Tag Archives: Fagopyrum tataricum

Living room veggies; March 2024

Somebody asked me to show how I force veggies indoors in winter, so here you have a link to a short video showing what is available at the moment! 
At this time of year, most of our leafy greens used in salads and cooking are either harvested from the forcing pots shown in the video or directly from the cold cellar under the house. Here is a mixture of perennials, biennials and annuals. Still looking for a good perennial chicory for forcing. See the list of plants shown below.
Follow the link to the video.
Witloof Festive Chicory (sikori / julesalat)
Witloof Væres Venner mix (my own selection from the community garden based on several varieties from various gene banks)
Hristo’s onion (Allium flavescens x nutans?)
Kandahar cress (karse) from the Experimental Farm Network (seed harvested in the community garden)
Wild buckwheat / vill bokhvete (seed harvested in The Edible Garden) Garlic bulbil sprouts / spirte hvitløk bulbiller
Nodding onion / prærieløk (Allium cernuum)
Dandelion / løvetann

Wild Enoki, Oca and Hablitzia scrambled eggs

Wild Enoki, Oca, Hablitzia, wild buckwheat sprouts, Allium nutans  with dandelion, garlic chilis mixed with scrambled eggs for a delicious home grown and foraged lunch!
Enoki is one of the hardiest fungi appearing often midwinter in mild winters. Also known as velvet shank (vintersopp in Norwegian, meaning winter fungus; Flammulina velutipes). Many had been reporting finding this species recently, and I too found some when I visited the botanical garden the other day! It’s difficult to believe that this is the same fungi as Enokitake or Enoki, sometimes offered in supermarkets and one of the most popular cultivated fungi in the Far East. The cultivated fungi are long and white as they are grown in the dark in an enriched CO2 environment which gives longer stalks.

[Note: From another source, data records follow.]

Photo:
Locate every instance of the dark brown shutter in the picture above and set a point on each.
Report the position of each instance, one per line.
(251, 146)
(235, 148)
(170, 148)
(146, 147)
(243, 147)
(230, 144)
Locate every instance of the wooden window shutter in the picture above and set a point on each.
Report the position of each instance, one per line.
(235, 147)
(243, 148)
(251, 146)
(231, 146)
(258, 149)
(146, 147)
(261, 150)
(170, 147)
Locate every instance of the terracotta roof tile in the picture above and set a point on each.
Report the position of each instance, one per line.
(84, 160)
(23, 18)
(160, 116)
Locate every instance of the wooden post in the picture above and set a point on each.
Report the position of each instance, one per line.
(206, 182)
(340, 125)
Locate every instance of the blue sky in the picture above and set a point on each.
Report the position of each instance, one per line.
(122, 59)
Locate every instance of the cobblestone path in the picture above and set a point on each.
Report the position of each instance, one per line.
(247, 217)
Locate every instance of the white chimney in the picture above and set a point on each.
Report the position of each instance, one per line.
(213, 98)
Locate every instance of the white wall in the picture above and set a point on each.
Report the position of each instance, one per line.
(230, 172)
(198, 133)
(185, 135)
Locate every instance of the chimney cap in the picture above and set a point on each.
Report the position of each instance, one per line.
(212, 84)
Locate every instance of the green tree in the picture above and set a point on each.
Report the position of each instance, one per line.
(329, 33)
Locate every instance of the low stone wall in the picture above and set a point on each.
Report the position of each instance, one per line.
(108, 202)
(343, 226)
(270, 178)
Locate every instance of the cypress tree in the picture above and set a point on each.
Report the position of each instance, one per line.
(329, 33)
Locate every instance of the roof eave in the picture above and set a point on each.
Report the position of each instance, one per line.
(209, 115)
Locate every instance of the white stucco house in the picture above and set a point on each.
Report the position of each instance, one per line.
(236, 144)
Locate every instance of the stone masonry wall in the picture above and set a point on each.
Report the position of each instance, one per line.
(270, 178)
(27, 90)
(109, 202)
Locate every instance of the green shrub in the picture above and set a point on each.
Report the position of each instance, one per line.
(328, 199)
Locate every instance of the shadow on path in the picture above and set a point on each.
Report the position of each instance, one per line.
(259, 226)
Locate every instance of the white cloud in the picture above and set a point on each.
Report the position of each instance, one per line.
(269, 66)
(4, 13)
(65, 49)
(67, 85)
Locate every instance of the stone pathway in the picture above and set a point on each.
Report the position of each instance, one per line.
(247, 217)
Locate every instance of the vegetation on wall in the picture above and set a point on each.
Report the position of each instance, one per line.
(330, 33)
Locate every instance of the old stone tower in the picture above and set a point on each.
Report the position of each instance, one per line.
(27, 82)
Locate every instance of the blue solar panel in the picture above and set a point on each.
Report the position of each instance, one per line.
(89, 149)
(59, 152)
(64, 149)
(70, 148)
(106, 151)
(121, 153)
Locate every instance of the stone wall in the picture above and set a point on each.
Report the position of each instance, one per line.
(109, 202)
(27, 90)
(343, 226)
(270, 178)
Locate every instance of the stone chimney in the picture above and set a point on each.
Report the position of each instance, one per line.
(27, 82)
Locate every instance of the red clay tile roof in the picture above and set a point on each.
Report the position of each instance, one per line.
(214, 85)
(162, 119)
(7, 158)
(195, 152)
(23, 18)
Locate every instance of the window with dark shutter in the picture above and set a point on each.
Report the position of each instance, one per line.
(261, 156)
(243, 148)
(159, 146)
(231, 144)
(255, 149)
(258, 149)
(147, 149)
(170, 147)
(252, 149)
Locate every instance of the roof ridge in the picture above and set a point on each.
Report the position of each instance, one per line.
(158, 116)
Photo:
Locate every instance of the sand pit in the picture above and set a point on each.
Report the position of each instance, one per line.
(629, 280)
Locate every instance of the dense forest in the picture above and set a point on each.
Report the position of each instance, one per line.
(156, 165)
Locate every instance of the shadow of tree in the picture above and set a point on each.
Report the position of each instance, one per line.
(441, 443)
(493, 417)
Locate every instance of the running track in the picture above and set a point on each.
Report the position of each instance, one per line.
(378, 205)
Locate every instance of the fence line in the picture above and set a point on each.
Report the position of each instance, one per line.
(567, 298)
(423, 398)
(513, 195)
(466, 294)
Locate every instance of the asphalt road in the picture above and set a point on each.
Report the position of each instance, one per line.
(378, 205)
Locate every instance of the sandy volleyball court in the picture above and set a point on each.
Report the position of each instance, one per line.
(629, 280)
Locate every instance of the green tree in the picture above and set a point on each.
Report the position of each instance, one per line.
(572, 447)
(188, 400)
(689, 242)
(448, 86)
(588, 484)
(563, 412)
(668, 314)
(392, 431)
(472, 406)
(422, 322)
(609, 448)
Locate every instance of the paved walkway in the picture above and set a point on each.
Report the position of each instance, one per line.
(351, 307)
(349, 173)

Forced March Perennial Greens

In order to lengthen the season for harvesting of perennial vegetables, I dig up roots of a selection in the autumn and plant them in garden soil in large buckets (which I have a surplus of through my Allium project, now moved to the botanical gardens). As I explain in the video, all of these can be stored outside exposed to the cold as they are very hardy (minimum about -20C here), but some get a head start by moving into my cold cellar where they start growing slowly in the dark. Welcome to my living room:

These were the forced veggies used one day last week, from top left and across – Heracleum sibiricum (hogweed / bjørnekjeks); Campanula latifolia (giant bellflower / storklokke); Myrrhis odorata (sweet cicely / spansk kjørvel);  Taraxacum officinale (dandelion / løvetann); (bottom row): Allium angulosum; Ficaria verna (lesser celandine / vårkål); Allium flavescens and Armoracia rusticana (horseradish / pepperrot); (centre right): wild buckwheat / vill bokhvete shoots – Fagopyrum tataricum)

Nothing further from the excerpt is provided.